Alegou para o efeito que os montantes peticionados correspondem à indemnização por danos patrimoniais e não patrimoniais decorrentes das lesões sofridas em acidente de viação que consistiu no embate de um comboio na parte traseira do veículo automóvel em que o Autor era transportado como passageiro no banco de trás quando, em Dezembro de 2023, este procedia ao atravessamento de uma passagem de nível que se encontrava com a barreira fechada.

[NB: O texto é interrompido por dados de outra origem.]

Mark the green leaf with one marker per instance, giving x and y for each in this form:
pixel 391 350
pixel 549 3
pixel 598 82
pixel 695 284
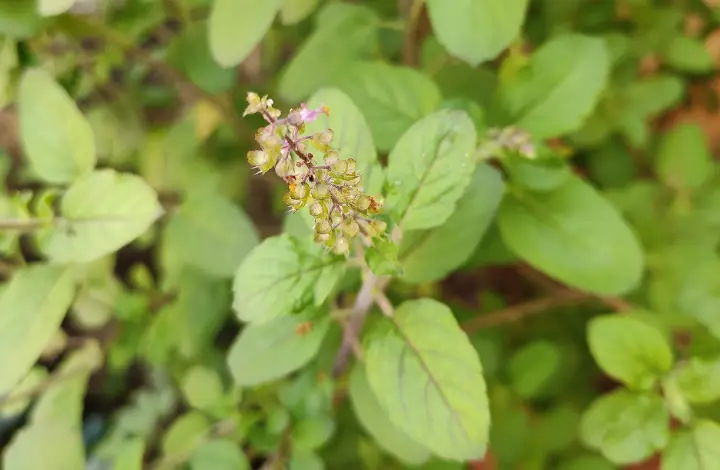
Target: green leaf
pixel 219 454
pixel 31 310
pixel 211 233
pixel 560 87
pixel 344 34
pixel 100 213
pixel 629 349
pixel 55 445
pixel 574 235
pixel 532 368
pixel 699 379
pixel 382 258
pixel 428 378
pixel 376 423
pixel 57 139
pixel 275 277
pixel 431 255
pixel 476 30
pixel 63 401
pixel 391 97
pixel 294 11
pixel 626 427
pixel 237 26
pixel 351 134
pixel 429 169
pixel 688 55
pixel 54 7
pixel 266 352
pixel 202 387
pixel 694 449
pixel 684 161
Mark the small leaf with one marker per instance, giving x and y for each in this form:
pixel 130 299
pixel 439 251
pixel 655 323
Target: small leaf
pixel 211 233
pixel 431 255
pixel 55 445
pixel 237 26
pixel 294 11
pixel 574 235
pixel 699 380
pixel 275 277
pixel 427 377
pixel 629 349
pixel 101 213
pixel 269 351
pixel 54 7
pixel 344 33
pixel 626 427
pixel 376 423
pixel 219 454
pixel 57 139
pixel 568 65
pixel 202 388
pixel 429 169
pixel 694 449
pixel 476 30
pixel 688 55
pixel 391 98
pixel 382 258
pixel 31 309
pixel 684 160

O Autor não consegue identificar o condutor ou a matrícula do veículo automóvel no qual era transportado no momento do embate, estando o respectivo auto de notícia na posse dos serviços da GNR de Local 1 que não o encontram. Estando a ser negado o direito de acção do A., nos termos do disposto nos números 4 e 5 do artigo 20º da Constituição da República Portuguesa, requereu que o tribunal oficie os referidos serviços para procederem à busca dos dados solicitados e, de seguida, informarem os presentes autos por forma a que se possa instruir devidamente o presente processo, identificando-se como 1.º R. a companhia seguradora do veículo automóvel que provocou o acidente.


B.


Com data de 20.01.2025 foi proferida decisão de indeferimento liminar da p.i., fundada no entendimento de que propositura da presente acção contra Incertos consubstancia uma situação de ilegitimidade passiva insusceptível de ser sanada através do incidente de intervenção principal por implicar a substituição dos Réus da acção.


C.


Inconformado, o Autor interpôs recurso de apelação, concluindo as suas alegações nos seguintes termos (transcrição sem negrito e sublinhado da origem):


“1. O Recorrente interpôs a presente ação contra incertos, porquanto teve um acidente no mês de Dezembro de 2023.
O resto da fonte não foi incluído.